Reimagining Commercial Space: A Forced Evolution
As industries across the globe face the many challenges imposed by COVID-19, thought leaders have been forced to adapt to these unprecedented times by developing innovative solutions. The real estate industry, of course, is no exception. “The impact on commercial real estate has been extreme,” said Mark Fawer, Partner at Greenspoon Marder. New York’s real estate market in particular took a considerable toll, with the city’s exorbitant rent prices and large number of retail stores. As such, real estate professionals had to repurpose properties. Luckily, this was not an unfamiliar concept.
“Before COVID we started to see the repurposing of spaces that we hadn’t seen before,” said Mark. “Trends are in place, and COVID is effectively an accelerator to those trends,” said Glenn Brill, Managing Director, Corporate Finance at FTI Consulting. Indeed, real estate agents had already been utilizing this tactic prior to the start of COVID. The pandemic simply sped up the process – and quickly.
“I do think that a lot of what happened was pre-COVID. Some of this is a natural needed correction,” said Robin Abrams, Vice Chairman & Licensed Associate RE Broker of Compass & Abrams Retail Strategies. However, Robin does not see COVID as only a challenge, but also as an opportunity. “There’s no doubt that it’s challenging for many retailers but it creates opportunities for other users,” she asserted. “As investors, it is our view there’s always opportunity in destruction,” agreed Jason Davis, Managing Director at Turnbridge Equities.

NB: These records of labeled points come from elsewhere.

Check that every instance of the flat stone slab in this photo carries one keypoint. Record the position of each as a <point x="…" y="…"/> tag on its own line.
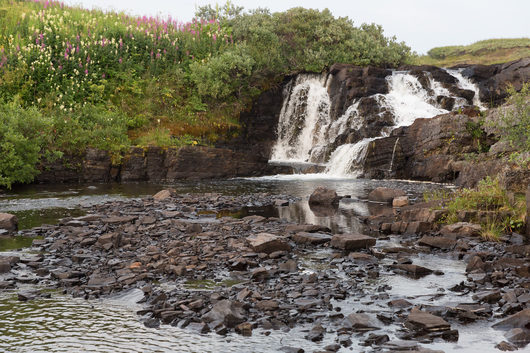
<point x="308" y="228"/>
<point x="362" y="322"/>
<point x="119" y="219"/>
<point x="268" y="243"/>
<point x="311" y="238"/>
<point x="414" y="270"/>
<point x="352" y="241"/>
<point x="518" y="320"/>
<point x="437" y="242"/>
<point x="423" y="321"/>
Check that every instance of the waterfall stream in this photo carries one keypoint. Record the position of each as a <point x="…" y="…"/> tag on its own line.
<point x="308" y="134"/>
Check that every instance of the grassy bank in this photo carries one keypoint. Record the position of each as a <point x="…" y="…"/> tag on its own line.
<point x="487" y="52"/>
<point x="109" y="80"/>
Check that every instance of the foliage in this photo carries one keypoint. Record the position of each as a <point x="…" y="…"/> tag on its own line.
<point x="515" y="120"/>
<point x="23" y="135"/>
<point x="487" y="52"/>
<point x="104" y="79"/>
<point x="507" y="213"/>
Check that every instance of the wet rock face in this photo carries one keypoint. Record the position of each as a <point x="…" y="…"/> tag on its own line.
<point x="352" y="241"/>
<point x="383" y="194"/>
<point x="494" y="79"/>
<point x="8" y="222"/>
<point x="324" y="197"/>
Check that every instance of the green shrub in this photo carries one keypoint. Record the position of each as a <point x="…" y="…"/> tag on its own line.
<point x="24" y="133"/>
<point x="515" y="120"/>
<point x="489" y="195"/>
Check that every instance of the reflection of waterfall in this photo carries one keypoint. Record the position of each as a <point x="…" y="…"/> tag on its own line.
<point x="307" y="133"/>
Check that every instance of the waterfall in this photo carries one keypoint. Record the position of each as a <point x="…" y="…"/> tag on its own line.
<point x="307" y="133"/>
<point x="347" y="159"/>
<point x="303" y="119"/>
<point x="465" y="83"/>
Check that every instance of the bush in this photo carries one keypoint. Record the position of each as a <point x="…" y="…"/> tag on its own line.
<point x="489" y="195"/>
<point x="24" y="133"/>
<point x="515" y="120"/>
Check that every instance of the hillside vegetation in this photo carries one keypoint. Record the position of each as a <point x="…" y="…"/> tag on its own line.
<point x="487" y="52"/>
<point x="109" y="80"/>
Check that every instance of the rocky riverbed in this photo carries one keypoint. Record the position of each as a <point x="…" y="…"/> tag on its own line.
<point x="202" y="267"/>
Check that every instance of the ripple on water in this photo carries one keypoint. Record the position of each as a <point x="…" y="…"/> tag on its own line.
<point x="65" y="324"/>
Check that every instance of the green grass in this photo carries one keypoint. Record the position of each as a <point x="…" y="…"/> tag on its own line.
<point x="487" y="52"/>
<point x="508" y="212"/>
<point x="109" y="80"/>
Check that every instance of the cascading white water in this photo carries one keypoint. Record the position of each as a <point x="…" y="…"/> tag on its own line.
<point x="304" y="119"/>
<point x="306" y="130"/>
<point x="465" y="83"/>
<point x="347" y="159"/>
<point x="408" y="100"/>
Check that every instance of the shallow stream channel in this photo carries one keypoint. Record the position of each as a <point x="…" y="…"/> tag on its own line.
<point x="58" y="322"/>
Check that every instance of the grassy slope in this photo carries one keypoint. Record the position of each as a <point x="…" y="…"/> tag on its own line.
<point x="487" y="52"/>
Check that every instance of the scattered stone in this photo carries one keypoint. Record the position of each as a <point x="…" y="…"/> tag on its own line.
<point x="311" y="238"/>
<point x="414" y="270"/>
<point x="162" y="195"/>
<point x="324" y="197"/>
<point x="386" y="195"/>
<point x="505" y="346"/>
<point x="268" y="243"/>
<point x="316" y="334"/>
<point x="518" y="320"/>
<point x="362" y="322"/>
<point x="8" y="222"/>
<point x="438" y="242"/>
<point x="462" y="229"/>
<point x="352" y="241"/>
<point x="225" y="311"/>
<point x="424" y="322"/>
<point x="400" y="201"/>
<point x="244" y="329"/>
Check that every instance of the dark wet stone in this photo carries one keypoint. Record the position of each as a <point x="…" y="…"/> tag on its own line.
<point x="362" y="257"/>
<point x="437" y="242"/>
<point x="287" y="349"/>
<point x="413" y="270"/>
<point x="488" y="296"/>
<point x="8" y="222"/>
<point x="399" y="303"/>
<point x="352" y="241"/>
<point x="226" y="311"/>
<point x="267" y="305"/>
<point x="518" y="336"/>
<point x="316" y="334"/>
<point x="374" y="339"/>
<point x="308" y="228"/>
<point x="244" y="329"/>
<point x="424" y="322"/>
<point x="362" y="322"/>
<point x="311" y="238"/>
<point x="268" y="243"/>
<point x="383" y="194"/>
<point x="518" y="320"/>
<point x="324" y="197"/>
<point x="506" y="347"/>
<point x="152" y="323"/>
<point x="119" y="219"/>
<point x="27" y="295"/>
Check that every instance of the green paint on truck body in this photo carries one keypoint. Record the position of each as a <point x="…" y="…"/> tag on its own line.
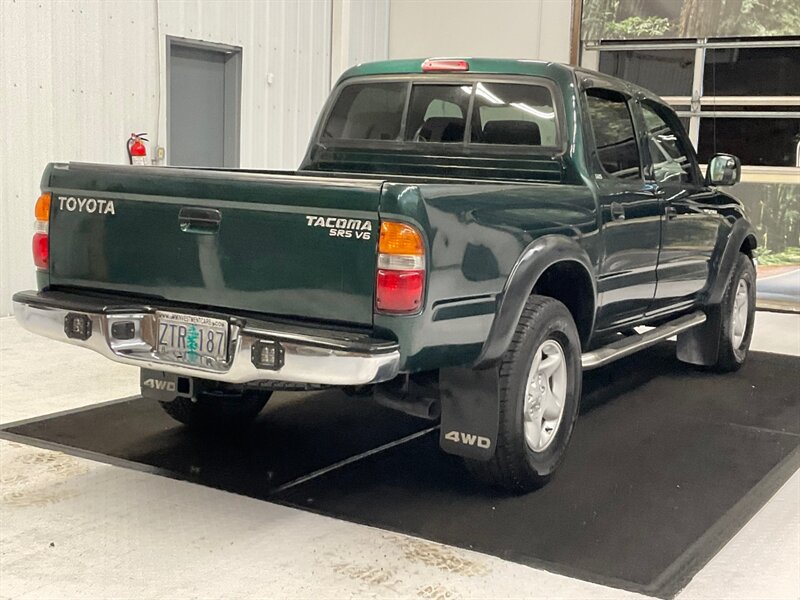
<point x="479" y="211"/>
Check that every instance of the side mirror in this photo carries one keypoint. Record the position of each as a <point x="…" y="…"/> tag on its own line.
<point x="723" y="169"/>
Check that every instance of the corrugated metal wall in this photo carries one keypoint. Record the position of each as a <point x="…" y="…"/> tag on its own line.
<point x="76" y="78"/>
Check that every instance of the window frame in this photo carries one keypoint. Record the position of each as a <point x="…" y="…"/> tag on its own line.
<point x="466" y="148"/>
<point x="595" y="82"/>
<point x="670" y="117"/>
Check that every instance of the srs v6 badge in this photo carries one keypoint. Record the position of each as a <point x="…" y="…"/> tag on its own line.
<point x="341" y="227"/>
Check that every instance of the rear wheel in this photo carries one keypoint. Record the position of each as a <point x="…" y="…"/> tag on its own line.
<point x="217" y="410"/>
<point x="540" y="389"/>
<point x="737" y="315"/>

The panelists explained that they are not worried about the current state of New York. In fact, they are confident that it will come back bigger and better than ever. They expect to see more businesses run from home, and to see more retailers take omni-channel sales approaches. Additionally, they expect to see more people return to the city and for it to revive the liveliness that it has always been known for. “One thing we’ve learned in history is to never bet against New York,” said Robin.
Hospitality Service Providers in the Time of COVID-19. How Does the Phoenix Rise From the Ashes?
With the hospitality industry taking the brunt of COVID-19’s impact, our panel of industry leaders joined to discuss the challenges hotels, bars, clubs and restaurants have faced and the difficult decisions owners and operators have been obligated to make in order to keep their establishments in business. Chair of Greenspoon Marder’s Hospitality, Alcohol & Leisure Industry Group, Louis J. Terminello, expressed his concern for the industry, providing staggering statistics on the pandemic’s $250 billion impact on restaurant sales, adding, “Restaurant owners have been forced to lay off 2/3 of their staff.” Richard Millard, Chairman & CEO of Trust Hospitality, discussed the impact the pandemic has had on his hotels globally with hotels across the pond being impacted in the exact same way, stating, “This is a worldwide problem. It is what it is, we’ve learned some lessons, and now what we have to do is look forward.”
Many bar and club owners who have been forced to stay closed over the last several months, have found it best to remain closed due to the operating costs of opening back up again. Joe Delaney, Managing Partner of Martini Bar, has decided that until we are sure the pandemic has concluded his business will remain closed, adding, “Rushing to open doesn’t help me if it destroys my brand.” Due to the severe impact on revenue, business owners have struggled to pay the bills with Hector Hurtado, Director of Administration, Vida & Estilo Restaurant Group, commenting, “It’s not just rent, it’s all of the other debt and expenses that come with running a business.”